Copying Website Contents, esp. Message Boards

  • Thread starter cmashieldscapting
  • Start date
C

cmashieldscapting

How would a Macintosh user best go about the following:

--Copying the entire contents of a message board composed of forums.
Each forum has threads that must be opened to see the messages, with
longer threads divided into pages.

--Copying messages from the Google version of Usenet, in which messages
are organized into threads, with the contents of a certain number of
messages visible per page.

--Copying messages from Yahoo! groups, which shows each individual
message in the order it came in. The messages appear on pages, and
each message has to be opened to be read.
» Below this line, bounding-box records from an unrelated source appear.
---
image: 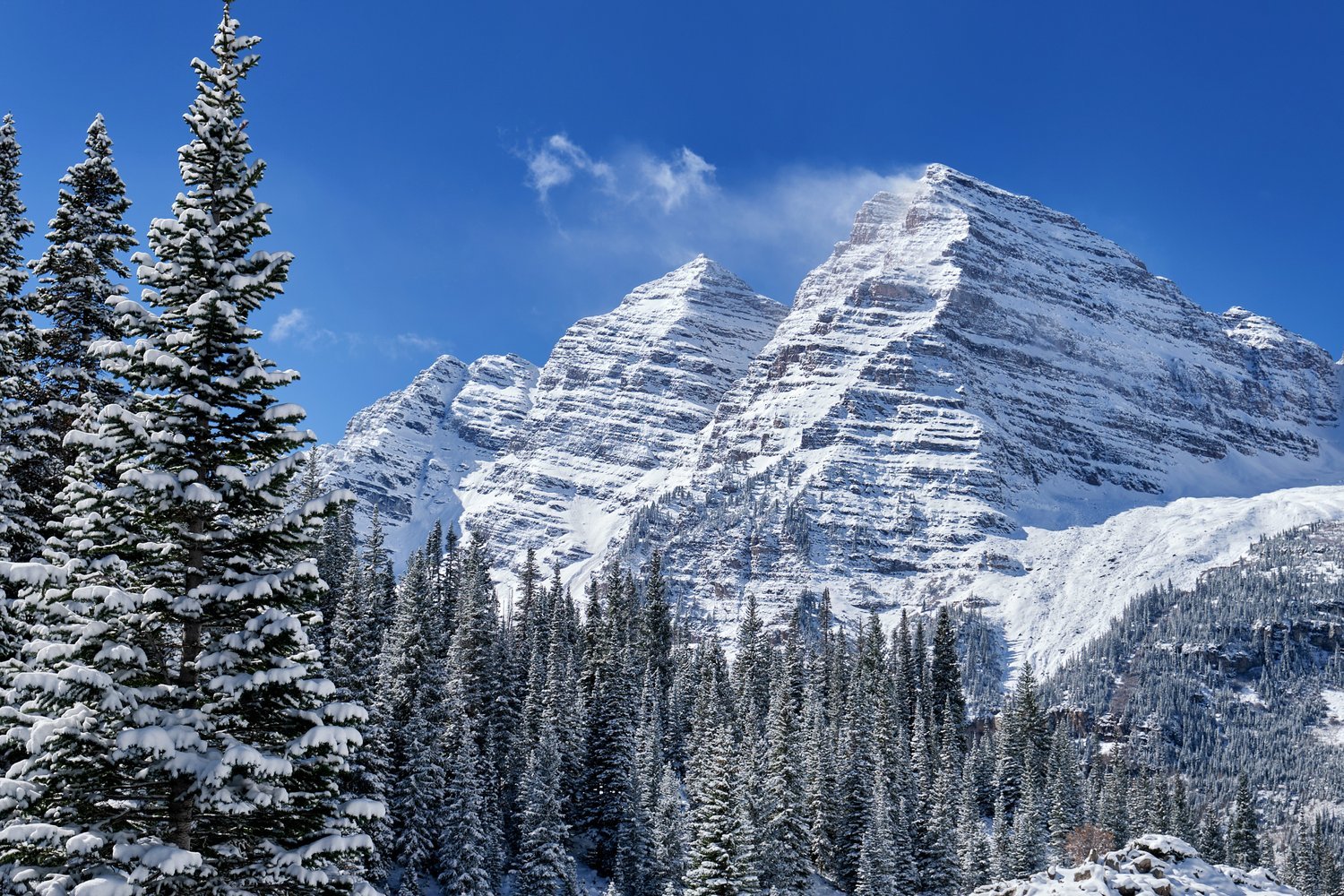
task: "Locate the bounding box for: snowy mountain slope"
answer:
[973,834,1298,896]
[461,255,785,574]
[317,355,538,557]
[331,165,1344,667]
[617,165,1344,644]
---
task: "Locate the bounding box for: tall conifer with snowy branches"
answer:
[24,114,136,537]
[0,6,382,895]
[0,114,37,559]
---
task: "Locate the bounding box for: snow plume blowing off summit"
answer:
[324,165,1344,664]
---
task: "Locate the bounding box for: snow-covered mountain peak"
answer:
[462,255,787,574]
[613,254,777,315]
[332,165,1344,671]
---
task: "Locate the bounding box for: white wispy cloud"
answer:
[521,134,922,298]
[266,307,448,358]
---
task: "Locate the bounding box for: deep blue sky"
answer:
[0,0,1344,439]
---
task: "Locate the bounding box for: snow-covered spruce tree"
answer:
[761,673,812,896]
[23,116,136,539]
[0,14,382,896]
[0,109,39,561]
[513,715,578,896]
[685,726,757,896]
[1228,774,1261,868]
[438,709,496,896]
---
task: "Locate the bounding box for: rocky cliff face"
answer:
[330,165,1344,659]
[461,255,785,567]
[317,355,538,557]
[624,165,1339,623]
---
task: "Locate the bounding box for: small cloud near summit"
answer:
[516,133,929,297]
[521,133,715,213]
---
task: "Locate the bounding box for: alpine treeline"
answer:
[0,6,1344,896]
[0,6,383,896]
[305,509,1340,896]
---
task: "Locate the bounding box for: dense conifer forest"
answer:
[0,6,1344,896]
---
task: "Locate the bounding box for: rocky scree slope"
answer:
[625,165,1339,620]
[317,165,1344,663]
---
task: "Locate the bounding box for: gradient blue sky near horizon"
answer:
[0,0,1344,441]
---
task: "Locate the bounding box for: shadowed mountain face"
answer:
[317,165,1344,663]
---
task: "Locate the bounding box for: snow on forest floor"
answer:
[1316,689,1344,747]
[946,487,1344,670]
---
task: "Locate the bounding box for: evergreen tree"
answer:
[3,16,379,893]
[761,673,812,896]
[0,114,39,561]
[26,116,136,539]
[1046,721,1083,858]
[1228,774,1261,868]
[854,763,902,896]
[957,764,989,892]
[513,719,580,896]
[929,607,967,737]
[653,763,688,895]
[1199,809,1228,866]
[1012,775,1050,877]
[438,714,496,896]
[685,726,757,896]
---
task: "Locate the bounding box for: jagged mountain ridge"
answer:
[328,165,1344,663]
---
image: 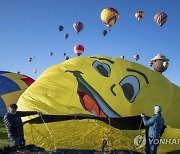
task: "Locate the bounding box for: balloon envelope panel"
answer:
[0,71,34,117]
[18,56,180,152]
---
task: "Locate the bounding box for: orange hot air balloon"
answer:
[135,11,144,21]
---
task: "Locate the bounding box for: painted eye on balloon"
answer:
[92,60,111,77]
[119,75,140,103]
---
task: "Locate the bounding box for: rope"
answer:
[39,114,57,150]
[107,117,111,152]
[71,115,77,148]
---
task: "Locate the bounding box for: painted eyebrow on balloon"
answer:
[90,57,114,64]
[126,68,149,84]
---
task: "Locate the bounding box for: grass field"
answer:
[0,118,10,148]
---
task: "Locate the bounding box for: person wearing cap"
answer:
[3,104,41,145]
[141,105,164,154]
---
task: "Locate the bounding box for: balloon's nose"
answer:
[110,84,116,96]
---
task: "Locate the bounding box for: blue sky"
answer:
[0,0,180,86]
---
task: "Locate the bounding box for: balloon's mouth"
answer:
[77,77,120,118]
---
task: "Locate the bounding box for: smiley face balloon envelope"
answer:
[18,56,180,152]
[0,71,34,117]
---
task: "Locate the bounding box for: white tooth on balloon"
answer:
[78,78,119,118]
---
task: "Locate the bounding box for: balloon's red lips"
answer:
[78,91,107,117]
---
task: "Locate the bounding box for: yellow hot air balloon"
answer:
[101,8,119,28]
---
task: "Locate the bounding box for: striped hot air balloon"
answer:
[74,44,84,56]
[101,8,119,28]
[154,12,167,28]
[73,21,84,33]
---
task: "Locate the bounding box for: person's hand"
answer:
[141,113,145,117]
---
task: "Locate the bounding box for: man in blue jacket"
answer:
[141,105,164,154]
[3,104,40,145]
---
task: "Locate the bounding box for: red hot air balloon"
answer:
[73,21,84,33]
[58,25,64,32]
[74,45,84,56]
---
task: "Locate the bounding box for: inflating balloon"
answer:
[135,11,144,21]
[151,54,169,73]
[101,8,119,28]
[18,56,180,153]
[73,21,84,33]
[0,71,34,117]
[134,55,139,61]
[154,12,167,28]
[121,55,125,59]
[74,44,84,56]
[102,30,107,36]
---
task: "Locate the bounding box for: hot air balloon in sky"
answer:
[49,51,54,56]
[100,7,119,28]
[154,12,167,28]
[64,34,69,39]
[102,30,107,36]
[74,44,84,56]
[58,25,64,32]
[73,21,84,33]
[134,55,139,61]
[33,69,37,73]
[0,71,34,117]
[135,11,144,21]
[28,57,32,62]
[17,56,180,153]
[63,52,69,60]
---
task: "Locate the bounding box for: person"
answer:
[3,104,41,145]
[141,105,164,154]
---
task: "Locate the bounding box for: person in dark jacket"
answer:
[141,105,164,154]
[3,104,41,145]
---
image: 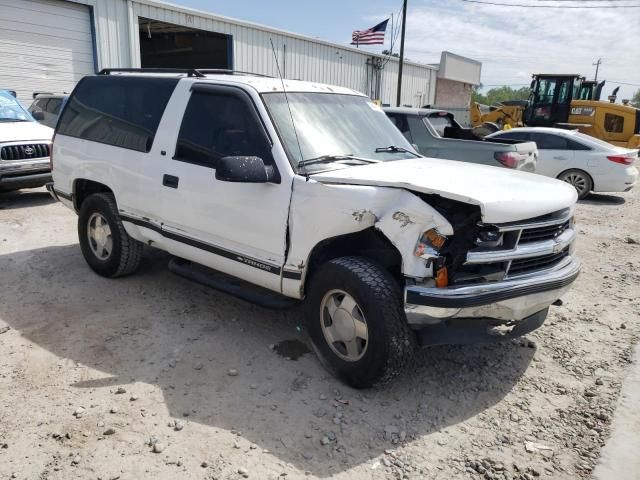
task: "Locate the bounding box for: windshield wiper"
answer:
[376,145,422,157]
[298,155,380,167]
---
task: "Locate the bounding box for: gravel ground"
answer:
[0,189,640,480]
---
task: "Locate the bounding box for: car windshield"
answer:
[0,90,35,122]
[263,93,416,171]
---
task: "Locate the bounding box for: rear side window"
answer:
[46,98,62,115]
[531,133,569,150]
[567,139,591,150]
[175,91,273,168]
[57,75,178,152]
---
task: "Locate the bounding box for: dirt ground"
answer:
[0,189,640,480]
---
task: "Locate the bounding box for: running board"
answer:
[169,257,299,310]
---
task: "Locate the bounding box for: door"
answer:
[160,85,291,291]
[0,0,95,104]
[530,132,575,177]
[525,76,573,127]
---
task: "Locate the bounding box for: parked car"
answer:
[29,93,69,128]
[48,71,580,387]
[0,90,53,192]
[384,107,538,172]
[489,127,638,198]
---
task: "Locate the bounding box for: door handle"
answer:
[162,173,180,188]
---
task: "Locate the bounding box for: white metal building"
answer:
[0,0,477,106]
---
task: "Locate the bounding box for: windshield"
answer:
[263,93,416,170]
[0,90,35,122]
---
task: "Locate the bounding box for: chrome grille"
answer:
[508,247,569,276]
[0,143,49,160]
[518,220,571,245]
[460,209,576,281]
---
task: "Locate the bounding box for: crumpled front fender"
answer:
[375,191,453,278]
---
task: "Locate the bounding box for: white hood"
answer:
[311,158,578,223]
[0,122,53,143]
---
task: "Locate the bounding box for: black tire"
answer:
[78,193,144,278]
[305,257,416,388]
[558,169,593,200]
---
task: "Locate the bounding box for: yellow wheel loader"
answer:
[470,74,640,148]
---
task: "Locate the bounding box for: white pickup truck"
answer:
[48,70,580,387]
[0,90,53,193]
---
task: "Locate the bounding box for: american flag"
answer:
[351,19,389,45]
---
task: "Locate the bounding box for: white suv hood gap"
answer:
[311,158,577,223]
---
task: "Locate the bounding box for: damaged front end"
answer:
[398,194,580,345]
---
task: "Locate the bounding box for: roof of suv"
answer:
[103,72,365,96]
[382,107,449,117]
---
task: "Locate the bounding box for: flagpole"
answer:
[396,0,407,107]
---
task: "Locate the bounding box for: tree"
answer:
[471,85,530,105]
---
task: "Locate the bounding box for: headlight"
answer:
[413,228,447,258]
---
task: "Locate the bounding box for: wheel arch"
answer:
[73,178,113,212]
[556,168,596,190]
[301,227,403,297]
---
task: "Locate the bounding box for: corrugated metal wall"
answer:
[78,0,437,106]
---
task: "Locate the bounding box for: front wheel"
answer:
[305,257,415,388]
[558,170,593,200]
[78,193,143,277]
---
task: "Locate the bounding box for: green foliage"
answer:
[471,85,529,105]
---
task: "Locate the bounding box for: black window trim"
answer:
[54,75,180,154]
[171,82,280,171]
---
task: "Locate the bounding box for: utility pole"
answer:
[592,58,602,82]
[396,0,407,107]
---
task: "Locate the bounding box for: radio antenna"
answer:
[269,38,303,165]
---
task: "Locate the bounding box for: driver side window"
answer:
[174,91,273,168]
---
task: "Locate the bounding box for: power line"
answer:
[462,0,640,9]
[533,0,631,3]
[482,80,640,87]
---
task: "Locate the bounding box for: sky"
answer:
[169,0,640,101]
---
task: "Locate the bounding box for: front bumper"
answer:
[0,158,51,190]
[405,256,581,342]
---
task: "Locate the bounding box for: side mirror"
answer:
[216,157,280,183]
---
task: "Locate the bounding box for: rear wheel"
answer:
[305,257,415,388]
[558,170,593,200]
[78,193,143,277]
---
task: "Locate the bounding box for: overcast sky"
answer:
[172,0,640,100]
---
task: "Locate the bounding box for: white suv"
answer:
[49,70,580,387]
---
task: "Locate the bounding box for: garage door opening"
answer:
[138,17,233,69]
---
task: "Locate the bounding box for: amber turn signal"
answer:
[436,267,449,288]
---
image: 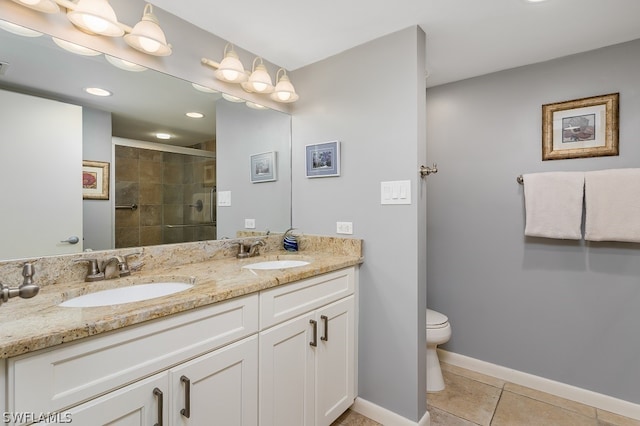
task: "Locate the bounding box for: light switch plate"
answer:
[380,180,411,204]
[218,191,231,207]
[336,222,353,235]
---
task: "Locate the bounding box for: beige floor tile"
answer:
[504,383,596,418]
[331,410,382,426]
[597,409,640,426]
[440,362,505,388]
[427,370,502,426]
[491,391,598,426]
[429,407,476,426]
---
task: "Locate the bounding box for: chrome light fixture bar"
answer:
[12,0,171,56]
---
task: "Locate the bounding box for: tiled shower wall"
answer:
[115,141,216,248]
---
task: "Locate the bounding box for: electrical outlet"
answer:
[336,222,353,234]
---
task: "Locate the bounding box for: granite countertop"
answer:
[0,251,362,358]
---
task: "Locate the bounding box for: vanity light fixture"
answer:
[13,0,60,13]
[241,57,273,93]
[67,0,124,37]
[271,68,299,103]
[84,87,113,97]
[51,37,102,56]
[222,93,244,103]
[0,19,42,37]
[104,54,147,72]
[124,3,171,56]
[12,0,171,56]
[245,101,267,109]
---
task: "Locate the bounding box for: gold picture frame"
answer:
[542,93,620,161]
[82,160,109,200]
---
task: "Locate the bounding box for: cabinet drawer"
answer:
[260,268,355,330]
[8,294,258,412]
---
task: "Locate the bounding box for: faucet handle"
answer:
[73,258,104,282]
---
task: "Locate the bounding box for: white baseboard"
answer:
[438,349,640,420]
[351,397,431,426]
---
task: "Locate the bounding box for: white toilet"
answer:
[427,309,451,392]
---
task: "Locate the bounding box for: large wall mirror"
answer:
[0,18,291,260]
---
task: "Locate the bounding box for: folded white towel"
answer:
[585,169,640,242]
[522,172,584,240]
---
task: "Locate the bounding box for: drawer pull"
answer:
[320,315,329,342]
[180,376,191,418]
[153,388,164,426]
[309,320,318,348]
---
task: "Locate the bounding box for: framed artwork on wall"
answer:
[251,151,277,183]
[82,160,109,200]
[542,93,620,161]
[305,141,340,178]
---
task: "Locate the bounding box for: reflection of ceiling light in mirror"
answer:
[67,0,124,37]
[13,0,60,13]
[0,19,42,37]
[247,101,267,109]
[51,37,102,56]
[104,54,147,72]
[191,83,218,93]
[84,87,113,97]
[222,93,244,102]
[124,3,171,56]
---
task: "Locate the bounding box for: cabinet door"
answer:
[169,335,258,426]
[260,313,315,426]
[45,372,169,426]
[315,296,355,426]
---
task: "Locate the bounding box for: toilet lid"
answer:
[427,309,449,327]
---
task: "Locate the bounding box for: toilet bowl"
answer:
[427,309,451,392]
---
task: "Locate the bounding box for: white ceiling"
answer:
[151,0,640,86]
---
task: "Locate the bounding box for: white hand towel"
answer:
[585,169,640,242]
[522,172,584,240]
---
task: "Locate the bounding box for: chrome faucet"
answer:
[0,263,40,305]
[236,240,265,259]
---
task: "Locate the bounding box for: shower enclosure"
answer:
[114,141,216,248]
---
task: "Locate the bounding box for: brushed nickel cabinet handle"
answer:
[153,388,164,426]
[180,376,191,418]
[309,320,318,348]
[320,315,329,342]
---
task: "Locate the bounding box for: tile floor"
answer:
[331,363,640,426]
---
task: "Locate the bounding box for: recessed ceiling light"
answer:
[84,87,113,96]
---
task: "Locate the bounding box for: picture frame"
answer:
[542,93,620,161]
[251,151,277,183]
[305,141,340,178]
[82,160,110,200]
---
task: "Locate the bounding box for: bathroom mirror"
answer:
[0,21,291,260]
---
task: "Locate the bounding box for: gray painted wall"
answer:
[216,99,291,239]
[291,27,426,421]
[427,40,640,403]
[82,107,115,250]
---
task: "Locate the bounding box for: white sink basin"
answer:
[243,259,310,269]
[58,282,193,308]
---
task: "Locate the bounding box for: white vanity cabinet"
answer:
[259,268,356,426]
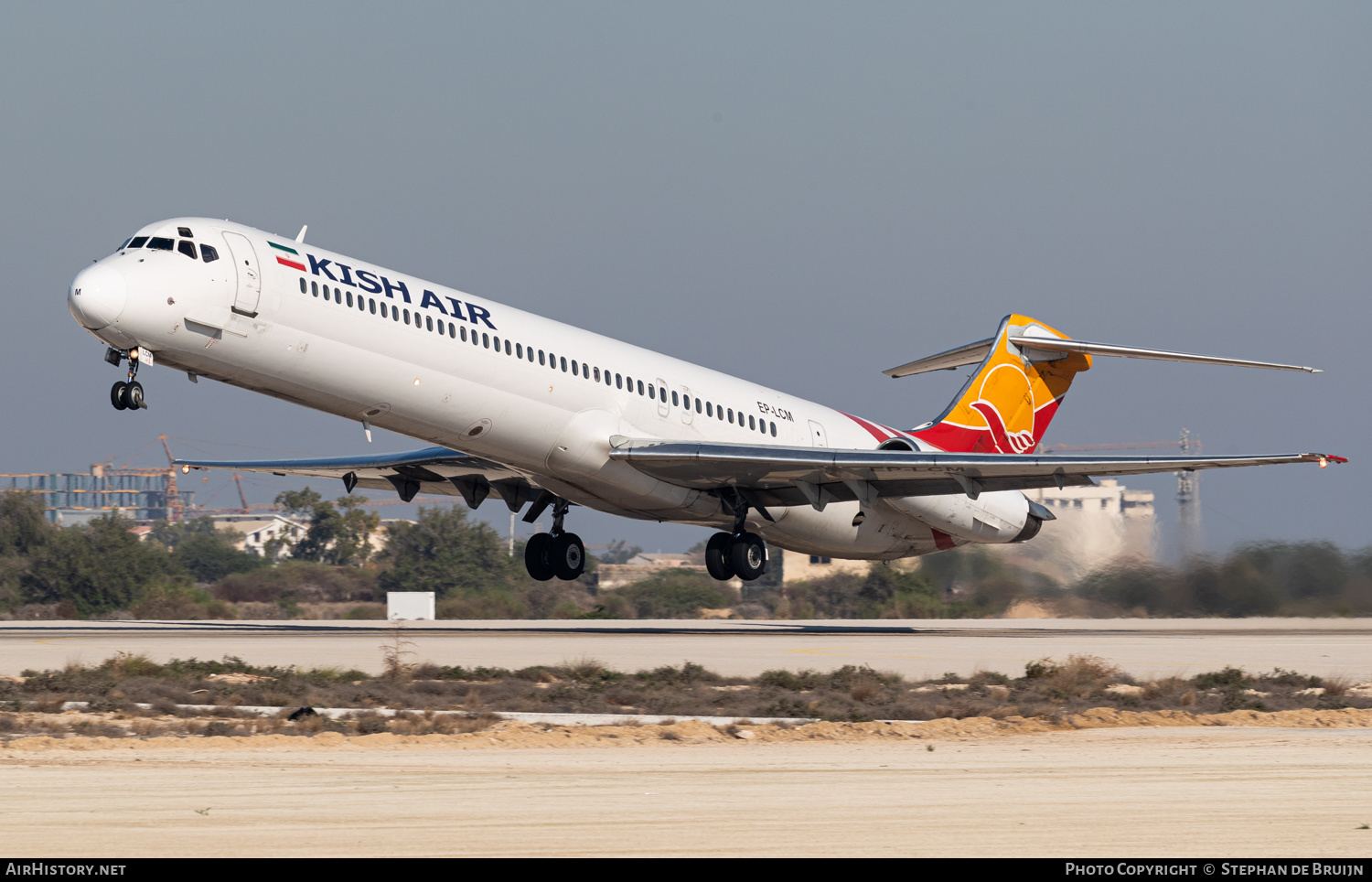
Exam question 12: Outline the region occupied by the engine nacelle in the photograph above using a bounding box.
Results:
[884,489,1054,543]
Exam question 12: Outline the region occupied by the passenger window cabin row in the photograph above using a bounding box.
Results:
[117,226,220,264]
[301,278,777,437]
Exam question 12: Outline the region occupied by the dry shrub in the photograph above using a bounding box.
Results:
[1025,656,1133,698]
[848,675,881,701]
[1320,676,1355,697]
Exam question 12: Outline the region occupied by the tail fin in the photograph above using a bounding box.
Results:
[906,316,1091,454]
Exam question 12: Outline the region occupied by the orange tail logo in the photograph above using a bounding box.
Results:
[914,316,1091,454]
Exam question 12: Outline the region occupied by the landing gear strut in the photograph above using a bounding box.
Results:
[705,495,771,582]
[104,349,148,410]
[524,500,586,582]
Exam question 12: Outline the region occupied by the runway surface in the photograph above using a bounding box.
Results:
[0,618,1372,683]
[0,728,1372,861]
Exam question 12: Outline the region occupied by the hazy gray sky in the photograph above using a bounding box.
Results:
[0,3,1372,559]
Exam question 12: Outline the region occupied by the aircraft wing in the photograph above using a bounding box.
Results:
[175,447,541,511]
[609,439,1347,509]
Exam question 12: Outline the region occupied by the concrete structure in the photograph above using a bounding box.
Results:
[984,479,1158,585]
[595,554,713,590]
[771,547,872,585]
[214,514,310,557]
[386,591,435,621]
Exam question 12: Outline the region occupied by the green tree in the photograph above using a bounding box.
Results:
[600,539,644,564]
[273,487,381,566]
[148,516,268,582]
[379,508,523,598]
[21,514,186,616]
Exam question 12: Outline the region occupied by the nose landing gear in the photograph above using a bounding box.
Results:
[524,500,586,582]
[104,349,148,410]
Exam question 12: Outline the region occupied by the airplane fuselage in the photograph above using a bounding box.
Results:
[69,218,1028,560]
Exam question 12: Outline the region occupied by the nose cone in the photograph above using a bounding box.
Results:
[68,264,129,330]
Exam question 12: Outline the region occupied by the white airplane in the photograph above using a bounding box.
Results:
[68,218,1346,580]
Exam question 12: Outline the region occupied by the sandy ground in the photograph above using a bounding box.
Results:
[0,712,1372,857]
[0,618,1372,682]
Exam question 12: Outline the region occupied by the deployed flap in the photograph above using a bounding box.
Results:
[609,440,1347,508]
[175,447,535,511]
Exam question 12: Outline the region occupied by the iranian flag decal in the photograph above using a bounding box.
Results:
[266,239,305,273]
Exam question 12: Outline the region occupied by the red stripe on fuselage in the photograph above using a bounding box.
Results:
[839,410,891,442]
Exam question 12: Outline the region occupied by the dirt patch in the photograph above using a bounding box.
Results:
[3,708,1372,752]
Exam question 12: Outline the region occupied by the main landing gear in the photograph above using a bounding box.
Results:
[104,347,148,410]
[524,500,586,582]
[705,498,771,582]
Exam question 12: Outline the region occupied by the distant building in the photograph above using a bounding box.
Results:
[771,549,872,585]
[214,514,310,557]
[595,554,719,590]
[990,479,1158,585]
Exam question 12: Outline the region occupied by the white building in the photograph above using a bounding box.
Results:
[214,514,310,557]
[991,479,1158,585]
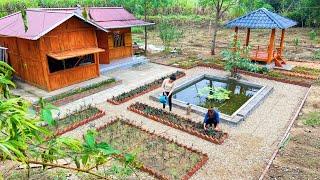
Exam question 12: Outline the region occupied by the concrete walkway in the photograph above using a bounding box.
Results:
[62,64,307,180]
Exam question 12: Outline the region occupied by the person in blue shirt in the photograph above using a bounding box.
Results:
[203,109,221,131]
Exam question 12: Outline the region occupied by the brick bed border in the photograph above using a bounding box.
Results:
[46,80,122,106]
[96,119,209,180]
[107,73,186,105]
[198,64,311,87]
[55,109,106,136]
[128,104,229,145]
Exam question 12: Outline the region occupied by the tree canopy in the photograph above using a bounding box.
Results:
[0,0,320,27]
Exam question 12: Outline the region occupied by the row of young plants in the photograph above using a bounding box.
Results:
[44,105,105,136]
[97,118,208,179]
[198,63,318,87]
[128,102,228,144]
[108,71,185,105]
[46,78,120,106]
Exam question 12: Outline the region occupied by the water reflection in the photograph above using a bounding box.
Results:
[173,79,260,115]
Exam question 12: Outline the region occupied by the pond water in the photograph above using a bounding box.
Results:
[173,78,260,115]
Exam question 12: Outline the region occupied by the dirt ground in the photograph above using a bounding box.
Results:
[266,86,320,179]
[135,27,320,179]
[134,26,320,63]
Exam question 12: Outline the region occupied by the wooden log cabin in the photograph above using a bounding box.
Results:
[0,8,152,91]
What I especially need is a way to copy the entire contents of messages
in large amounts without having to open each message--can one or more
pages be copied at a time in certain formats?--and to save them by
backing them up on CD, hopefully in as near as possible the form in
which they appear in their natural habitat. Of course I'd have to have
a good idea of what will fit on a CD, so a very large forum may need to
be divided between several CDs.

I am also interested in copying other website content, such as text,
pictures, sound, and moving images. Thanks for any help and advice.

Cori
 
R

ray

How would a Macintosh user best go about the following:

--Copying the entire contents of a message board composed of forums.
Each forum has threads that must be opened to see the messages, with
longer threads divided into pages.

As the pages you describe are generated as a result of queries to a
database, I'd say you can't. Without the query the page doesn't exist.
I am also interested in copying other website content, such as text,
pictures, sound, and moving images.

The contents of a web page are stored in the browser cache on your
computer, that's how you get to see it.
There are applications that enable you to download entire static
websites without actually visiting them. WebGrabber and SiteSucker come
to mind.
 
B

Barbara de Zoete

There are applications that enable you to download entire static
websites without actually visiting them. WebGrabber and SiteSucker come
to mind.

I very much dislike to see someone using those applications on my site.
Downloading over a hundred pages and all that comes with them in a short
time, for what? I'm sure the one who does that is not going to read all
the stuff that just got downloaded, which means it is just a waste of
bandwidth.
If I spot the same IP doing that more than once (yup, there are those
people) or if I notice that it is a commercial enterprise that does that,
the IP gets banned. I wish there was a way to block these grabbers
altogether.
 
P

Phil Earnhardt

As the pages you describe are generated as a result of queries to a
database, I'd say you can't. Without the query the page doesn't exist.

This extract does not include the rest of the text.